有純淨語音,有噪聲,怎樣合成不同信噪比下的混合語音呢?!
function mixwav_IBM(S,db,nois)
numChan = 64; %通道數
FS = 8000; %數據的採樣頻率
gamma = gen_gammaton(FS,numChan);
ft_env = fir1(1024,[70,400]/FS*2,'bandpass');
[v,fs] = wavread(['babble.wav']);
v = resample(v,FS,fs);
noi.wav = repmat(v,fix(FS*10/length(v))+1,1);
noi.wav = noi.wav(1:FS*10);
[~,gf] = fgammaton(noi.wav',gamma,FS,numChan);
noi.cch = cochleagram(gf');
[w,fsw] = wavread(['F50A1.WAV']);
w = resample(w,FS,fsw);
[~,gf] = fgammaton(w',gamma,FS,numChan);
scch = cochleagram(gf');
v = noi.wav;
nLen = min(length(w),length(v));
w = w(1:nLen); %w是純淨的語音
v = v(1:nLen); %v是噪聲
db = 0;%混合語音的信噪比是0db
[m,v] = wavmix(w,v,db);%m是混合語音的波形
winsize = 256;
shiftsize = 80;
window = hamming(winsize);
winc_w = getframe(w,winsize,shiftsize,window);%純淨語音分幀
winc_v = getframe(v,winsize,shiftsize,window); %噪聲分幀
winc_m = getframe(m,winsize,shiftsize,window); %混合語音分幀
w_fft = abs(fft(winc_w));%純淨語音的fft
v_fft = abs(fft(winc_v));%噪聲語音的fft
m_fft = abs(fft(winc_m));%混合語音的fft
amp = zeros(size(w_fft));%掩碼的size和原始頻譜圖的size一樣大
amp(w_fft>v_fft) = 1;
wavwrite(m,FS,'F50A1_babble.WAV');
figure;imagesc(w_fft);title('純淨語音')
figure;imagesc(v_fft);title('噪聲')
figure;imagesc(m_fft);title('混合語音')
figure;imagesc(amp);title('IBM')
figure;imagesc(m_fft.*amp);title('IBM蓋在混合語音語譜圖上得到降噪之後的語音語譜')
close(figure);
%如果正確,那麼將IBM蓋在混合語音的語譜圖上 則會得到和純淨語音一樣的語譜圖
%純淨語音的語譜圖與IBM之後的語譜還是不太一樣
end
function [m,v] = wavmix(w,v,db)
amp = sqrt(sum(w.^2)/sum(v.^2)/10^(db/10));
m = w + v*amp;
v = v*amp;
end
function winc = getframe(wav,winsize,shiftsize,window)
slen = length(wav);
numframe = ceil(slen/shiftsize);
winc = zeros(winsize,numframe);
for n = 1:numframe
st = (n-1)*shiftsize;
ed = min(st+winsize,slen);
winc(1:ed-st,n) = wav(st+1:ed);
winc(:,n) = winc(:,n).*window;
end
end
function gt = gen_gammaton(sampFreq, numChannel)

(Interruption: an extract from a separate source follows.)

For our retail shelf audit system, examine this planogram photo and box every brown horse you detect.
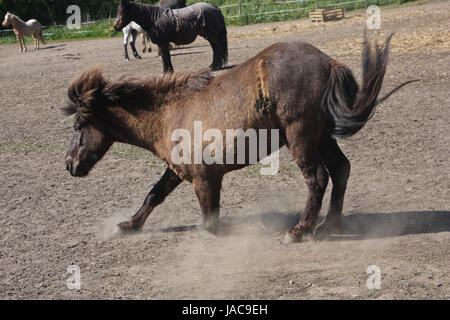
[63,38,414,243]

% Create gammatone filterbank
% Written by Yang Shao, and adapted by Xiaojia Zhao in Oct'11
if ~exist('sampFreq', 'var')
sampFreq = 8000; % sampling frequency, default is 8000
end
if ~exist('numChannel', 'var')
numChannel = 64; % number of channels, default is 64
end
stepBound=200000;
filterOrder=4; % filter order
phase(1:numChannel)=zeros(numChannel,1); % original phase
erb_b=hz2erb([50,sampFreq/2]); % upper and lower bound of ERB
erb=[erb_b(1):diff(erb_b)/(numChannel-1):erb_b(2)]; % ERB segment
cf=erb2hz(erb); % center frequency
b=1.019*24.7*(4.37*cf/1000+1); % rate of decay
gt=zeros(numChannel,stepBound);
tmp_t=[1:stepBound]/sampFreq;
for i=1:numChannel
%gain=10^((loudness(cf(i))-60)/20)/3*(2*pi*b(i)/sampFreq).^4;
gain = (2*pi*b(i)/sampFreq).^4/3;
gt(i,:)=gain*sampFreq^3*tmp_t.^(filterOrder-1).*exp(-2*pi*b(i)*tmp_t).*cos(2*pi*cf(i)*tmp_t+phase(i));
end
end
function erb=hz2erb(hz)
% Convert normal frequency scale in hz to ERB-rate scale.
% Units are number of Hz and number of ERBs.
% ERB stands for Equivalent Rectangular Bandwidth.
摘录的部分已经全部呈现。